The man’s body was taken to police headquarters. A search of his clothing yielded a name, Thomas Leak, and an address in Durham, N.C. He had been shot four times by two guns, with one shot passing through his heart and killing him. Meanwhile, Officer Stallings basked in adulation at the station house, cracking jokes and recounting his adventure. (The Mirror: “His escape from death was little short of miraculous.”)

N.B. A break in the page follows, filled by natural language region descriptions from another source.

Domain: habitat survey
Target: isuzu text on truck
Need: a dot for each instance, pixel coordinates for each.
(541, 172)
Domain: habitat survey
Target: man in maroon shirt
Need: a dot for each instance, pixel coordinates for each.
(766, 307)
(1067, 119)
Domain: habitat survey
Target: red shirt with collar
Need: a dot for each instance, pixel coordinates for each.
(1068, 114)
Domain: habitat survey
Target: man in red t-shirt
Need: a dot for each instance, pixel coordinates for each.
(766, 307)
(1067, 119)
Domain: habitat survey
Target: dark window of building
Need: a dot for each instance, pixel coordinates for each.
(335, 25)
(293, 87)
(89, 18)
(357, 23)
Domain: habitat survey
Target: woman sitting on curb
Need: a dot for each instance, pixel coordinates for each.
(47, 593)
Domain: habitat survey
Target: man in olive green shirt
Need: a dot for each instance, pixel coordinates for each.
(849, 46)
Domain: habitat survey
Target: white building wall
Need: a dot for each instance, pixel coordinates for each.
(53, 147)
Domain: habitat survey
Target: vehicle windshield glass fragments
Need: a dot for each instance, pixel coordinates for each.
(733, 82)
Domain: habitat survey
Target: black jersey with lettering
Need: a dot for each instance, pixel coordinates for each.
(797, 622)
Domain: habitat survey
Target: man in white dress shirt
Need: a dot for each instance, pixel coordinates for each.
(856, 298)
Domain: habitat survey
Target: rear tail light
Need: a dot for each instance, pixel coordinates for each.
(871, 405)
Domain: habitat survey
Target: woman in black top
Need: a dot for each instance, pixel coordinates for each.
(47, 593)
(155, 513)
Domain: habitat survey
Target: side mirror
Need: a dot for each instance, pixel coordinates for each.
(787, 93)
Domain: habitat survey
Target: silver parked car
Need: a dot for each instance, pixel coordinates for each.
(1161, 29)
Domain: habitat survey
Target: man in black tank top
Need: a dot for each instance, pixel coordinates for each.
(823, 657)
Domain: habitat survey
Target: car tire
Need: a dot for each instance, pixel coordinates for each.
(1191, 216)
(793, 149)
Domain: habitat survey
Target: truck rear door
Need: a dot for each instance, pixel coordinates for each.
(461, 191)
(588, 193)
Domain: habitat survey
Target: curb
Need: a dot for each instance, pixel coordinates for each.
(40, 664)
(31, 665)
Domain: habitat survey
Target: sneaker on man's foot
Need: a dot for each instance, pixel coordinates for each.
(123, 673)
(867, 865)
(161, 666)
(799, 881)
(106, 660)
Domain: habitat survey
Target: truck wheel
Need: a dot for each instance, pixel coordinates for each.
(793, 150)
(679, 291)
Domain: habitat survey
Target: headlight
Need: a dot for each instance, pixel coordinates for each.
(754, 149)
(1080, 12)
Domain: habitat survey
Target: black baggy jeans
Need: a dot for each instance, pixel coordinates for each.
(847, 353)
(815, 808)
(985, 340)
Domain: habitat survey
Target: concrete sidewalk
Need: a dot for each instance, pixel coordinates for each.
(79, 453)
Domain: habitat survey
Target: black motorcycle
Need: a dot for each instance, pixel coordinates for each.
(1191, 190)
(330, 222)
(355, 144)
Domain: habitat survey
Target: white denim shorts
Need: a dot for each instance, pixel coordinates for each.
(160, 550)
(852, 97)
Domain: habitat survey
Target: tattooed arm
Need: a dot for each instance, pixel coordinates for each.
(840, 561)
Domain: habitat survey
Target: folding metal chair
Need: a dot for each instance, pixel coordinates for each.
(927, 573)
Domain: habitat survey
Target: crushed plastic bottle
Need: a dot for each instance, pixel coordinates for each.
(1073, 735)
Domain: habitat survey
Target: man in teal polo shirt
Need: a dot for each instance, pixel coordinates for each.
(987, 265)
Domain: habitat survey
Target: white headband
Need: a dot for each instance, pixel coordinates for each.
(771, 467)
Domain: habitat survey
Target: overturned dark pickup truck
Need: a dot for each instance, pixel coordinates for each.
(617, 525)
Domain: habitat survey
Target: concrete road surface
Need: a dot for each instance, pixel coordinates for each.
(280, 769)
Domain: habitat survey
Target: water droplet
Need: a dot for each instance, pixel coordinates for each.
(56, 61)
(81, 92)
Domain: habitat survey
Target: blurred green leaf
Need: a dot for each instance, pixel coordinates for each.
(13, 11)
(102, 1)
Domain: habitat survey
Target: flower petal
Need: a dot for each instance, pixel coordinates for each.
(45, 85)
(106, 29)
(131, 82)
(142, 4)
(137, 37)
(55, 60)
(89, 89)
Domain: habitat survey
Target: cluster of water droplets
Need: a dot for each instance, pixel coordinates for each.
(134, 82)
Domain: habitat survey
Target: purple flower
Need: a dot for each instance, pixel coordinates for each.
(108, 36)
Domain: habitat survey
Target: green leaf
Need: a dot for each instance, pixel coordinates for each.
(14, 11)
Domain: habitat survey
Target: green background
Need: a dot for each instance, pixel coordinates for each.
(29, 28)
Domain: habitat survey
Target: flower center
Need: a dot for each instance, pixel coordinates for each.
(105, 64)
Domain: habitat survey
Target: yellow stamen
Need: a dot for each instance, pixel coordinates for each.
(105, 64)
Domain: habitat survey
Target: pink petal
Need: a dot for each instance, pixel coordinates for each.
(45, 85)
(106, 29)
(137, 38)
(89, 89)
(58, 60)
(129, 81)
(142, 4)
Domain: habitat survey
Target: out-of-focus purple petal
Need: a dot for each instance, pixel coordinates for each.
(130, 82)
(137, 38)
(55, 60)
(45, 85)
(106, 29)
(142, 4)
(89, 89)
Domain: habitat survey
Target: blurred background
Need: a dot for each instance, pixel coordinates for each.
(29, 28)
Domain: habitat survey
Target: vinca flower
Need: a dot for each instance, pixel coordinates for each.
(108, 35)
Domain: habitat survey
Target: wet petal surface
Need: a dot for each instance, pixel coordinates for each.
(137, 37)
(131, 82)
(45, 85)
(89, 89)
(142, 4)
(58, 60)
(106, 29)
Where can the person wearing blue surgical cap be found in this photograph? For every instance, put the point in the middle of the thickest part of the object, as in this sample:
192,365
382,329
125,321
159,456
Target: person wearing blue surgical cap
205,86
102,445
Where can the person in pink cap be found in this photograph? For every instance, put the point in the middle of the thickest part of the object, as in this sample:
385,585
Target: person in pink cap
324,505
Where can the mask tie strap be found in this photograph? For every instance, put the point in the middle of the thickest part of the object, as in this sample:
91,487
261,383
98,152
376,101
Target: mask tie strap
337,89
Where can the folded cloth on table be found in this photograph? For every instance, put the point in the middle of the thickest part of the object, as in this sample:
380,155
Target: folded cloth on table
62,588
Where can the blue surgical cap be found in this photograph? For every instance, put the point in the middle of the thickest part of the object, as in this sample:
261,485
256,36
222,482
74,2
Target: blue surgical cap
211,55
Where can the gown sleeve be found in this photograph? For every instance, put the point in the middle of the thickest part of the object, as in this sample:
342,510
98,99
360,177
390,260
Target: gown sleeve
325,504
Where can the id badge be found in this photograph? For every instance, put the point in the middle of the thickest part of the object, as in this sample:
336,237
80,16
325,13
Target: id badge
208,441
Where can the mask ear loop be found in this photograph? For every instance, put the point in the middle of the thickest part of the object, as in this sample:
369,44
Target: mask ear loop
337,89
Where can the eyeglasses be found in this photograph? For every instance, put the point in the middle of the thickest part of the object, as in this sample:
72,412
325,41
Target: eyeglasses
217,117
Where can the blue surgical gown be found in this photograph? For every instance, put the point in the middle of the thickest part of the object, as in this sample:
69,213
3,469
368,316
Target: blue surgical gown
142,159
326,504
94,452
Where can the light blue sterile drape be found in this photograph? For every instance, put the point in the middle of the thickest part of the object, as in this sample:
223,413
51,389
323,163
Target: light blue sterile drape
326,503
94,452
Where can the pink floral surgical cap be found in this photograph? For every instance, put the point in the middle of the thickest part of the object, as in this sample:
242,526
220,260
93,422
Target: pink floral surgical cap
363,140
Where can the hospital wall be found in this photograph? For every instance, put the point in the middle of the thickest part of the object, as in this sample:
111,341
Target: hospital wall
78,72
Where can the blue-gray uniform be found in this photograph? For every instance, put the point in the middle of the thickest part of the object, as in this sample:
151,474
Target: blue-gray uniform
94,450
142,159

Without explaining the discrepancy with the information found in his clothes, the Times named the strange man as Willie Leach. The Mirror added that he had come from Columbia, S.C., or Durham, and his suitcase contained “a strange assortment of articles, razors, four or five fountain pens, carton of cigarettes, screw driver, vanity box and numerous other things.”

Within hours of the shooting, a coroner’s jury held an inquest and found the homicide of Willie Leach justified.

 ——

In the 1910 census of Wilson, Wilson County: on Green Street, painter David Morris, 34; wife Lillian, 30; and children Pearl E., 12, Charles, 9, Lillian, 7, and David E., 7 months. [The Morrises appear to have lived on the first block of Green east of the railroad in a block that was otherwise occupied by white families.)

In the 1916 Hill’s Wilson, N.C., city directory: Morris Pearl (c) dom h 114 N Pettigrew

In the 1925 Hill’s Wilson, N.C., city directory: Morris Pearl (c) cook h 215 Stantonsburg

Pearl Morris died 16 October 1936 in Wilson. Per her death certificate, she was 28 years old; was born in Boston, Massachusetts, to David Morris of Henderson, N.C., and Lillian Hinson of Boston; and lived at 723 East Nash Street. Mable Phillips, Smith Street, was informant.